Radio program and podcast

Snap Judgment is a weekly storytelling radio program and podcast, produced in Oakland, California and distributed by Public Radio Exchange, created by Glynn Washington and Mark Ristich, and hosted by Glynn Washington.

Guests have included comedian Dhaya Lakshminarayanan, Antwan Williams, Alison Becker, Ise Lyfe and Earlonne Woods. Each episode is made up of narrative pieces on a common theme. The program first aired in July 2010. As of November 2017, the podcast was downloaded approximately 2 million times per month, and the program is broadcast across more than 450 radio stations nationwide.

==History==
In 2008, Glynn Washington won the Public Radio Talent Quest, a talent contest staged by Public Radio Exchange and Corporation for Public Broadcasting. Glynn later secured a grant from the Corporation for Public Broadcasting that provided initial seed funding to launch Snap Judgment as a radio and podcast program in 2010.

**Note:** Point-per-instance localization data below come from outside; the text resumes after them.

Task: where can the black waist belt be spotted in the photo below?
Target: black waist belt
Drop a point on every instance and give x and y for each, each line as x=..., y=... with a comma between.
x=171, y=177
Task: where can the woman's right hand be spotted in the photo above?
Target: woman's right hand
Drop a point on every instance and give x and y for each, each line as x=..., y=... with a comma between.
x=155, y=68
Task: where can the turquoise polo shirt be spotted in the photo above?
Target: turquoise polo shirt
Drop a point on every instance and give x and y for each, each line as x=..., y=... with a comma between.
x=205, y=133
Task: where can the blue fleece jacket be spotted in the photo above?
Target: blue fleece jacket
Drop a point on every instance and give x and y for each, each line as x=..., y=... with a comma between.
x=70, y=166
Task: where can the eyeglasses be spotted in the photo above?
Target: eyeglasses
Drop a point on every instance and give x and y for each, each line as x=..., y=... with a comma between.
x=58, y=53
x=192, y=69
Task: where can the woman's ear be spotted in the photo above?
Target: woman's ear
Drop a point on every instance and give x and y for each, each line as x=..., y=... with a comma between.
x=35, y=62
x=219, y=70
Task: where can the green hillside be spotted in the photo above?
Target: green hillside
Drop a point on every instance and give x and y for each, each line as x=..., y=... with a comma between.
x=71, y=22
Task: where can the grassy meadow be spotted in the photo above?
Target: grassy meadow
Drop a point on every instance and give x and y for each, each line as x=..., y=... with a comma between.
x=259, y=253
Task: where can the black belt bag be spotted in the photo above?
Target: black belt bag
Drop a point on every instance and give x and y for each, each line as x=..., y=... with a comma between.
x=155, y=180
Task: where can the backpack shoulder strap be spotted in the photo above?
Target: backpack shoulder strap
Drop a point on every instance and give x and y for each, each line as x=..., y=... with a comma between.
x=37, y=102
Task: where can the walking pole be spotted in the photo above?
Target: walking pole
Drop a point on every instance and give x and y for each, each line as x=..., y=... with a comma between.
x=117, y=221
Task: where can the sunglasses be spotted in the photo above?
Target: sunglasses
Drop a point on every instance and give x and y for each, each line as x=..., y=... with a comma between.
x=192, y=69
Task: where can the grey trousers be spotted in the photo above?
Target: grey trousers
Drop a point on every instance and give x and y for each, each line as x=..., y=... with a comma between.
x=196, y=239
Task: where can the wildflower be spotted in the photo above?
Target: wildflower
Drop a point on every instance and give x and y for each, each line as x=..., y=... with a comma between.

From 2015 through 2020 Snap Judgment was distributed by WNYC. From 2020 to 2021, the program was broadcast in Canada on CBC Radio One. Snap Judgment is currently distributed by PRX.

In 2017, Snap Judgment Studios launched its first spinoff program, "Snap Judgment Presents 'Spooked'". Spooked immediately leapt the charts to become one of Podtrac's "Top Ten New Podcasts of the Year" and reached the Number One spot on Apple Podcasts. Glynn hosted and helped produce the "Heaven's Gate" podcast with Pineapple Street Media, which also went to Number One on Apple Podcasts. In April 2023, Spooked became a weekly podcast, and later that year Spooked LIVE performed sold out shows in both Los Angeles and Oakland.

In 2022 Glynn Washington and Mark Ristich were inducted into the Podcast Hall of Fame.

In August 2023, KQED acquired Snap Judgment Studios KQED.

On October 26, 2023, the production employees of Snap Judgment voted overwhelmingly to be represented by NABET-CWA Local 51.